Application of Response Surface Methodology for Optimization of Treatment for an Aged Landfill Leachate Using Fenton's Oxidation Reagent

摘要

Landfill leachates can contain organic pollutants that may have an adverse impact on water bodies receiving the leachates unless some form of treatment reduces the pollutants to acceptable levels (often measured as biochemical oxygen demand and chemical oxygen demand [COD]). Age of the landfill can dictate treatment methods with younger landfill leachates that are often being treated using cheaper biotreatment processes and older landfills often requiring chemical and/or physical treatment due to the biorecalcitrance of the organics in these older landfill leachates. Fenton's reagent oxidation is a process with potential to significantly reduce COD from landfill leachates. Fenton's reagent oxidation reactions were carried out at room temperature (20 +/- 5 degrees C) and atmospheric pressure. Experiments were conducted by adding the necessary amount of FeSO4 center dot 7H(2)O and 30% (w/w) H2O2 to the leachate.
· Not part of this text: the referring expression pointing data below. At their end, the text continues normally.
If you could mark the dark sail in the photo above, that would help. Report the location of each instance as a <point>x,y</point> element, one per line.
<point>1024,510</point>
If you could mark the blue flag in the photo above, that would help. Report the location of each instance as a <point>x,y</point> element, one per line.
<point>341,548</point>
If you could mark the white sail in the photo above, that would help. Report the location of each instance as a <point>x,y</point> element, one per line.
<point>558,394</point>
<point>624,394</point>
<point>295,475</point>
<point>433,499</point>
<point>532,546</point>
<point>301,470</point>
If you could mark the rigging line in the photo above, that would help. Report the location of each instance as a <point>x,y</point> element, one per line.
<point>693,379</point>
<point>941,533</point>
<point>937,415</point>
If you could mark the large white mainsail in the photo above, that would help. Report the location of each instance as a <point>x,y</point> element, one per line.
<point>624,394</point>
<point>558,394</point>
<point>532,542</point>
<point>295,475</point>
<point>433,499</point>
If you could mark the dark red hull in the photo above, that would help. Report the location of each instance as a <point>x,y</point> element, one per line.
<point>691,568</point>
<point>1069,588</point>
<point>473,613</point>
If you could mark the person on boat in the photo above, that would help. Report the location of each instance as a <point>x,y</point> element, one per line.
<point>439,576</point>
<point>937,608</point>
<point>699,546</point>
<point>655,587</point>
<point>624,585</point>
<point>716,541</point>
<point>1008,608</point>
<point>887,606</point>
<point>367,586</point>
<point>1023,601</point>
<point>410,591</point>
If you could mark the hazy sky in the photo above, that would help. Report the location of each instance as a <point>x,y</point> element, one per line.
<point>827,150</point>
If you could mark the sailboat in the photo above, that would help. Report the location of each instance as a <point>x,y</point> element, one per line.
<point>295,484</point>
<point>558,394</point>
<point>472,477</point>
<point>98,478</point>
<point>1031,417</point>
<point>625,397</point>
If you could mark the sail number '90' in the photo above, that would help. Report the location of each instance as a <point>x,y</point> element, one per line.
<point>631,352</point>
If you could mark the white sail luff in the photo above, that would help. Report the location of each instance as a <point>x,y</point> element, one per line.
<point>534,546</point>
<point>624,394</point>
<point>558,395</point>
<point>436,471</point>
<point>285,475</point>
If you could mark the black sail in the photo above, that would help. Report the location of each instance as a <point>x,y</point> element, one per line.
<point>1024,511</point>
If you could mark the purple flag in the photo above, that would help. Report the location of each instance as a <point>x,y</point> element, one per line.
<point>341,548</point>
Samples of reaction mixture were collected at specified times for COD analysis; 6N sodium hydroxide solution was added to samples to bring sample pH above 7.0; and MnO2 was added to quench the reaction. Response surface central composite design was applied to optimize the Fenton's process condition for max COD reduction. Time, temperature, pH, and mole ratio of H2O2 to Fe2+ play an important role in the COD reduction. Optimum values of time, temperature, pH, and mole ratio of H2O2 to Fe2+ were found to be 4 h and 15 min, 60 degrees C, 2.8, and 143 for the maximum of 91% COD reduction. Experimental values were in good agreement with response surface model predicted values.